Graham Rahal passed James Hinchcliffe coming out of the last turn of the last lap and held on for the win by 0.0080 of a second – the closest finish in the 20-year history of the 1.455-mile oval and the fifth-closest finish of any Indy car race in history.
“I didn’t want to go through this year without a win,” Rahal said. “On that last yellow, I was telling myself this could be my chance, you’d better get it done. We’re just lucky it all worked out.”
The nail-biting finish climaxed an evening of thrilling Verizon IndyCar Series racing as the event suspended by rain after 71 laps June 12 was completed under the lights at TMS. Eight drivers swapped the lead 14 times throughout the 248 laps (including the June portion), with Hinchcliffe setting the pace for 188 laps in the No. 5 Arrow Schmidt Peterson Motorsports Honda.
Hinchcliffe and Rahal led the field to the green flag on the final restart on Lap 240, with Helio Castroneves, Tony Kanaan and Simon Pagenaud the only other lead-lap cars giving chase. On fresher tires after making pit stops during the last caution period, championship leader Pagenaud and Kanaan each made bids for the lead that Hinchcliffe denied – often with the help of a push from behind by fellow Honda driver Rahal. At one point on Lap 244, the top four cars ran side by side.
On the final lap, Rahal ducked inside of Hinchcliffe in Turns 3 and 4 and pulled enough of an advantage to hold on by the narrowest of margins for his fourth career victory and first since winning at Mid-Ohio Sports Car Course in August 2015.
“I knew I was going to have to try to fake Hinch to the top side because there was only one way to actually clear him, which was to the bottom,” said Rahal, the 14th driver to win an Indy car race by leading only the last lap and the first to do it since Hinchcliffe at Sao Paulo, Brazil, in 2013. “I was just very lucky it worked and I have to thank Hinch a lot because he gave me some good room at the bottom and it didn’t end up in tears.”

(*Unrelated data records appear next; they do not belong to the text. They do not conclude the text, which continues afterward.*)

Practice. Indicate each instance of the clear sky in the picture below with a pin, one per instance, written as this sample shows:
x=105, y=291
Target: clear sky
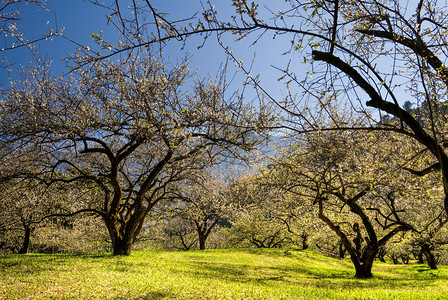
x=80, y=18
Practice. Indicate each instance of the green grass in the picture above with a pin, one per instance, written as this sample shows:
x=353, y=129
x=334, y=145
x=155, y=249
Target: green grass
x=212, y=274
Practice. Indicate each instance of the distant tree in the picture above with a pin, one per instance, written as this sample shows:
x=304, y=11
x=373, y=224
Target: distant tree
x=365, y=55
x=128, y=129
x=347, y=178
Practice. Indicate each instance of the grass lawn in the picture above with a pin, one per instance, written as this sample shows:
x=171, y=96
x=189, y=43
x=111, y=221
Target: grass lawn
x=212, y=274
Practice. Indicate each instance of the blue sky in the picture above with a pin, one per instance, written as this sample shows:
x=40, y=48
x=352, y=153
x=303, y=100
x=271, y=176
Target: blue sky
x=80, y=19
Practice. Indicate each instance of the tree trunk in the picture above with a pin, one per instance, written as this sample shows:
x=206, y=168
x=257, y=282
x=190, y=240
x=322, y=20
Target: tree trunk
x=341, y=250
x=202, y=240
x=26, y=241
x=429, y=257
x=122, y=246
x=363, y=265
x=363, y=271
x=121, y=242
x=304, y=237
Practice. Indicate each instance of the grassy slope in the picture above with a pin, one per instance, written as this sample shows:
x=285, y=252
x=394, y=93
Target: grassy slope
x=213, y=274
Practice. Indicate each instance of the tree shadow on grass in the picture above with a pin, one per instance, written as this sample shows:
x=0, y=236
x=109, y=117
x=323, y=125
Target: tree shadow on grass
x=154, y=295
x=310, y=276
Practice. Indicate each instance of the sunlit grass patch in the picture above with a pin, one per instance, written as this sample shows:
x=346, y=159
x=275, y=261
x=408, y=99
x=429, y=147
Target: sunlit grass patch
x=212, y=274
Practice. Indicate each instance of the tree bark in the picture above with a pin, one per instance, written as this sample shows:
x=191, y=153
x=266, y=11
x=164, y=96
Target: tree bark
x=26, y=241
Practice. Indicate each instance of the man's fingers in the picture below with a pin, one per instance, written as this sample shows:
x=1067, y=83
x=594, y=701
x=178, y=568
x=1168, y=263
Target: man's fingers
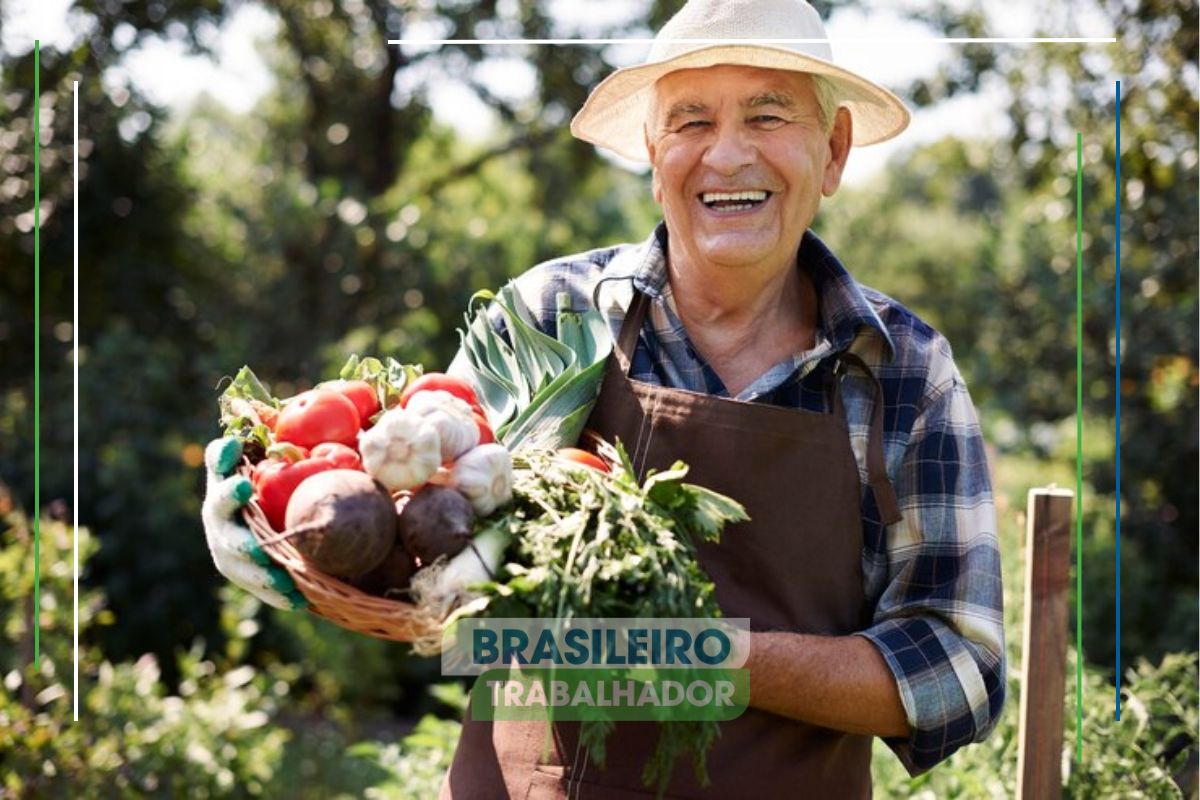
x=222, y=455
x=227, y=495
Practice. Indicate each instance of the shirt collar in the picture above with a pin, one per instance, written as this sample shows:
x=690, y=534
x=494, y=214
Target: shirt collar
x=844, y=307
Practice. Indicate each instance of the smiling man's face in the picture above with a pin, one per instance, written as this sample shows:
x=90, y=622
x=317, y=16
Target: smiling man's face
x=741, y=162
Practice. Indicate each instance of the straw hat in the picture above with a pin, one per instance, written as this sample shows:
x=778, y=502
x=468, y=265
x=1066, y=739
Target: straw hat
x=700, y=36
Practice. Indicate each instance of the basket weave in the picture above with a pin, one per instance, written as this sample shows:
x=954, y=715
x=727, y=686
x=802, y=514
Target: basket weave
x=341, y=603
x=336, y=600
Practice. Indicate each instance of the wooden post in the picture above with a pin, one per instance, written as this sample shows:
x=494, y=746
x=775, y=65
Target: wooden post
x=1044, y=643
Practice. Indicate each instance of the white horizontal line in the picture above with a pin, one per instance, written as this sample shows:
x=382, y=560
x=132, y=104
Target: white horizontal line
x=892, y=40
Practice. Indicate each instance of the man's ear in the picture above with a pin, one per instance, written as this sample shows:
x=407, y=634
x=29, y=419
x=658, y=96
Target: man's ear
x=657, y=186
x=840, y=138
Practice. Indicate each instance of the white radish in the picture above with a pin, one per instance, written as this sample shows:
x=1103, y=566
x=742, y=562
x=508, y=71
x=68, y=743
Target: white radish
x=442, y=587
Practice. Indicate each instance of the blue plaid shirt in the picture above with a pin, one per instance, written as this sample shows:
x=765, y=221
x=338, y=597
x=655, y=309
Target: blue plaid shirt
x=934, y=577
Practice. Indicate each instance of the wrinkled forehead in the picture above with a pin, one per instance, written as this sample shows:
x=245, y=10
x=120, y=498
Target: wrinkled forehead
x=708, y=86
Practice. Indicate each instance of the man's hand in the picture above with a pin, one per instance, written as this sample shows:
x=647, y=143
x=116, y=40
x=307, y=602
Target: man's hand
x=839, y=683
x=234, y=549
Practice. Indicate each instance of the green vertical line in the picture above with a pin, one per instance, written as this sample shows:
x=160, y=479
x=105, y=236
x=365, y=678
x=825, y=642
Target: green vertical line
x=1079, y=446
x=37, y=353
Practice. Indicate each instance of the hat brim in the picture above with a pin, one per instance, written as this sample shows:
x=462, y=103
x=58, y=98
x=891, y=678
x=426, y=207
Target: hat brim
x=615, y=112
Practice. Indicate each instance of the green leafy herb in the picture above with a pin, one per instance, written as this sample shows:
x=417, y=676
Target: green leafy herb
x=600, y=545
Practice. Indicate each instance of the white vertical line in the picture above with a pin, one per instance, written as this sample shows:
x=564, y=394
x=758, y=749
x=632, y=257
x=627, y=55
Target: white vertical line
x=75, y=405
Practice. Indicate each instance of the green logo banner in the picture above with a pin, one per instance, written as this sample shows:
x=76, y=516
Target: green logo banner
x=612, y=695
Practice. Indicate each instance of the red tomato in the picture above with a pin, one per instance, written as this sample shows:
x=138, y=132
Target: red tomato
x=485, y=431
x=437, y=380
x=361, y=394
x=582, y=457
x=275, y=480
x=339, y=455
x=316, y=416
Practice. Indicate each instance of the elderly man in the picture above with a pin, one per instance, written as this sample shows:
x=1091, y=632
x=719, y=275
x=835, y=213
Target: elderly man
x=869, y=571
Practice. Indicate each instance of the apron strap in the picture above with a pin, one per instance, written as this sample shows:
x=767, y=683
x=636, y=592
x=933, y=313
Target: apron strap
x=876, y=470
x=630, y=329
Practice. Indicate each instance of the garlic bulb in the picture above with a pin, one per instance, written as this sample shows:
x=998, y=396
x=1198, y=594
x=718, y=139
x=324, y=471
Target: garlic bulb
x=401, y=450
x=484, y=475
x=451, y=416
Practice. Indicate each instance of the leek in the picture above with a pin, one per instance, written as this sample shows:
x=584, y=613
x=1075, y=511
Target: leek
x=538, y=390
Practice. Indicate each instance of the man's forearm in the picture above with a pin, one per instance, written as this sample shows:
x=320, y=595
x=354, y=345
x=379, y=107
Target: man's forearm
x=840, y=683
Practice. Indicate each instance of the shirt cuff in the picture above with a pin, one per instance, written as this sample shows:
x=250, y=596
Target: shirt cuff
x=945, y=696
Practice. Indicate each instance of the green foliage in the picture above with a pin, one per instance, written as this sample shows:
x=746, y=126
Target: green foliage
x=133, y=738
x=1150, y=753
x=415, y=765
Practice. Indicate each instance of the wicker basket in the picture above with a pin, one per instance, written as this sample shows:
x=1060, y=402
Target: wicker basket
x=352, y=608
x=336, y=600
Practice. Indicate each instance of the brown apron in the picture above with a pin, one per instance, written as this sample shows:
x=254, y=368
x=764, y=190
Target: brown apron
x=795, y=566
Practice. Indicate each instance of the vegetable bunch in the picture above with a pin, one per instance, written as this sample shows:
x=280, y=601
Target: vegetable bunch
x=600, y=545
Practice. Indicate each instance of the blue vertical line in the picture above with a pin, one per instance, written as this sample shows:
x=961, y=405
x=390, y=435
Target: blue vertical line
x=1119, y=407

Hinchcliffe wasn’t consoled by his best finish of the season and best since he won at NOLA Motorsports Park in April 2015.
“When we cleared Tony and it was just me and Graham coming down to the checkered, I thought the momentum is on the outside. I feel like I’ve kind of seen it here 10 times before in races in years past, and I thought we were still going to be able to do it.
“But, man, he rolled through the center of (Turns) 3 and 4 with a whole lot of speed. I hadn’t been next to a car all night that cleared me that quickly. That was the time to make that move. It’s just tough having a car like that and leading that many laps, but not the one that counted.”
Kanaan wound up third, the 76th podium finish of his 19-year Indy car career (11th on the all-time list). Pagenaud finished fourth, upping his points advantage to 28 over teammate Will Power, who finished eighth, with two races remaining.
“Wow, that was exciting!” Pagenaud said. “I don’t think I have any breath left. I thought we were going to get it, but when it went four wide I got touched and pushed me into (Hinchcliffe) and I had to back out of it or there was going to be a big wreck.”
The race restarted with 20 of the 22 cars competing. Josef Newgarden and Conor Daly crashed on Lap 42 in June and were ruled ineligible for the completion because their cars could not have been repaired that day.
With the INDYCAR Grand Prix at The Glen (Sept. 4) and the GoPro Grand Prix of Sonoma (Sept. 18) remaining on the schedule, nine drivers remain mathematically alive for the 2016 championship: Pagenaud, Power, Kanaan, Castroneves, Newgarden, Scott Dixon, Rahal, Hinchcliffe and Carlos Munoz.